Так рождается и особая бунинская поэтика — «максимально объективная, как бы внеличностная поэтика, но вместе с тем и глубоко лирическая, поскольку всё — и вне меня, и во мне».[1019]
Оригинальность бунинской поэзии В. Келдыш видит в том, «что описательное начало не только не приглушает, но подчас усиливает ее лиризм, видоизменяя его, всемерно умножая внутренний опыт отдельного „я“».[1020]Совокупность подробностей включает человека в сложный мир, вызывает радостное удивление и вместе с тем способствует постижению, «открытию» мира. Бунинские подробности не только эстетизированы, но и наэлектризованы скрытым авторским чувством, аналитической мыслью. Не только к сопереживанию, но и к соразмышлению зовут стихи Бунина. Яркое подтверждение тому — «Ритм», «Псковский бор», «Уездное», «Молодость», «Степь», «Край без истории», «В орде». Конкретные детали иногда дополняются лирическим возгласом или афористическим суждением автора.
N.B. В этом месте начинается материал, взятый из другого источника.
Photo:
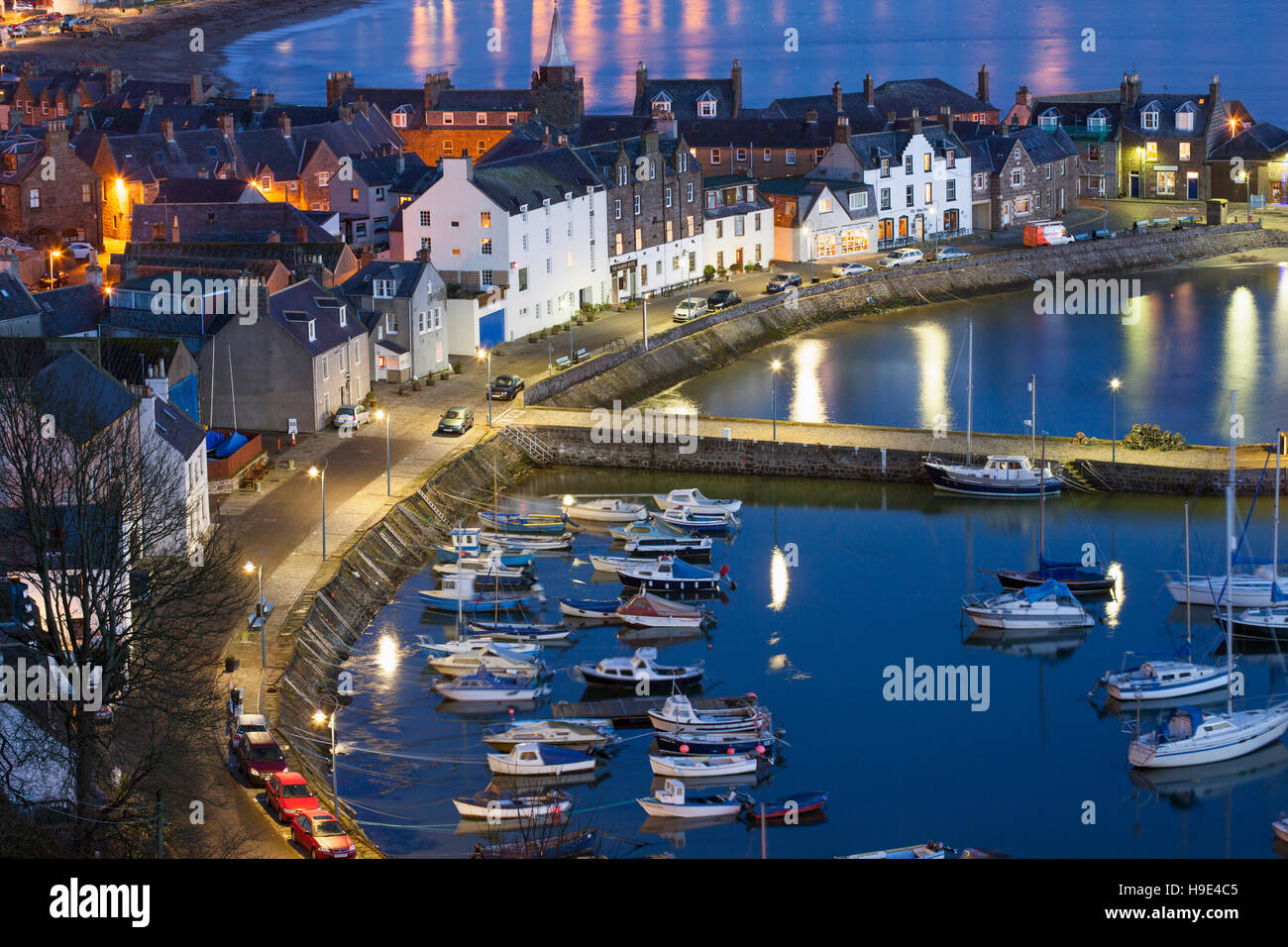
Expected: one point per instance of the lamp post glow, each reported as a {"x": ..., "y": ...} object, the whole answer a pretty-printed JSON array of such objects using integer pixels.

Иногда эмоционально-смысловое воздействие достигается даже простым перечислением, констатацией деталей и подробностей без дополнительного комментария от автора. Так построены стихотворения «Уездное», «Дедушка», «Одиночество», «Плоты», «Аленушка» и многие другие.
Несколькими деталями, лаконичными, конкретными и вместе с тем экспрессивными, мог передать Бунин глубину, силу и целомудренность юношеской любви:
Бунин достиг таких вершин изобразительности, которые позволили выявить «пафос души», отношение к миру в предельно сжатой, конкретной форме — «лирикой фактов», а не «лирикой слов».
Бунин создает короткие новеллы в стихах, использует прозаически-повествовательные интонации и тем самым обогащает, расширяет возможности своей поэзии. Проза влияла на поэзию, поэзия обогащала прозу. «Меня научили краткости стихи», — утверждал Бунин (9, 172).
Трудовая многомиллионная Россия заняла главное место в реалистической прозе 10-х гг. Повышенный интерес к поведению и самосознанию самых широких масс объединил столь разных писателей, как Горький, Бунин, Шмелев, Чапыгин, Шишков и др. Мысль о судьбах народа и России, о своеобразии русского характера, о влиянии природы, истории, бытовой повседневности на психологию и мышление народа, стремление пробудить ответственность каждого человека за прожитую жизнь и за все происходящее в стране пронизывали лучшие произведения тех лет. Самым жгучим, самым трудным и первостепенным вопросом времени стал вопрос о том, какие стремления преобладают в народе, как подготовлены миллионы и каждый в отдельности человек к изменению своего бытия и социальных устоев России. Проблемы человеческой личности, индивидуального сознания и эмоций становятся в реалистической литературе вровень с социально-политическими.
«Чашей жизни» (1914) откликнулся Бунин на социально-философские споры современников. Провинциальный быт и нравы, мелкое соперничество, бесплодные мечты, жизнь, растраченная на пустяки, — за всей этой обыденностью встают думы о России, злободневные и вечные вопросы о смысле бытия, о высоком предназначении человека, о дарованной каждому чаше жизни и об ответственности за нее.[1021]
В последующих рассказах 1914–1916 гг. Бунин объединяет бытовую реальность, житейскую повседневность с проблемами остросоциальными, философскими, национальными и общечеловеческими. Быт возвышается в них до бытия, а частная жизнь человека становится показателем жизнеспособности того или иного социального уклада, той или иной цивилизации.
Первая мировая война усугубила тревожные раздумья Бунина о России и судьбах всего человечества. «„Горе тебе, Вавилон, город крепкий!“ — эти страшные слова Апокалипсиса неотступно звучали в моей душе, когда я писал „Братья“ и задумывал „Господина из Сан-Франциско“», — вспоминал позднее художник.[1022]
Непосредственно о войне Бунин почти не писал, но ее трагический отсвет лежит на всем его творчестве 1914–1917 гг. Война обострила его видение мира, еще сильнее укрепила мысль об ответственности художника.